17-year-old Charli D’Amelio, who has 115.2 million TikTok followers, says criticism of her 'every move' is difficult: 'It's hard'

Charli D'Amelio opens up about fame's impact on her personal and professional life. (Photo: Getty Images)
Charli D'Amelio opens up about fame's impact on her personal and professional life. (Photo: Getty Images) (Amy Sussman/KCA2021 via Getty Images)

Charli D'Amelio is the most prominent person on TikTok with 115.2 million followers at just 17 years old. But the teen is opening up about how her quick success on the app has led to struggles throughout her personal and professional life as she figures out what to do next with her fame.

"A lot of excitement around trying some new things, trying to get into some different categories that I might have been in before but it wasn’t really me, if that makes sense. Just definitely like a lot of exploring what I can do with what I’ve been given," she shared while on sister Dixie D'Amelio's YouTube talk show.
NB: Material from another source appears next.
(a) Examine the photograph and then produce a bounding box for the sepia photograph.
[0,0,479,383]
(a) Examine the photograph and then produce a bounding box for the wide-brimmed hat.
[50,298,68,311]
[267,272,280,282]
What Charli expressed as her biggest concern, however, is getting in the way of her friendships with other creators.

"I don’t want to step on anyone’s toes," she said. "And I feel like if I were to go in any direction, I’m like…I don’t know. I would hate to be that person, which I feel like is why I’ve kind of been holding myself back from trying a lot of new things."

Although Charli became best known for her dancing on the social media platform, she quickly secured deals with Dunkin' Donuts, Hollister and makeup brand Morphe to create and promote exclusive products in a number of different categories. While Dixie went on to release music and create a growing interview series, however, Charli seemingly feels left behind.

"Everyone kind of already has their thing and I haven’t really found mine yet," Charli continued. "It’s just difficult because as difficult as it is to try something that no one else has done, it’s like, I would rather search for that than try to compete with my friends. But it’s definitely difficult, I don’t want to have bad blood with anyone."

She even admitted that a lot of the fun of her job has been sucked out by both the growing criticism and competition.

"I feel like when you have opportunities that are so amazing, but then an entire world of critiques for your every move, it’s very difficult to find enjoyment in things that are being torn down so much," she admitted. "It’s extremely difficult to want to continue doing something that people say how much they hate and it’s hard. It doesn’t feel like it used to where there was collaborations and fun and everyone was friends. Now it’s like, everyone’s trying to beat each other and it’s like, that doesn’t make sense to me."

Charli went on to say that people who she thought were her friends began reaching out only when it was "convenient for them," and even stopped reaching out because she was seemingly in such high demand. "The people that were trying to be there for everyone, they kind of left them in the dust and that’s kind of where I feel like I’ve been," she said. "So it’s difficult when you don’t have like a big friend group to support you when you’re going through things."

Dixie concurred with her sister saying, "When they realized you wanted a real friendship and not just collab and they couldn’t use you, that’s when they stopped. ... They left all the real people behind."

"I mean I’ve trusted a lot of people and they showed their true colors," Charli said.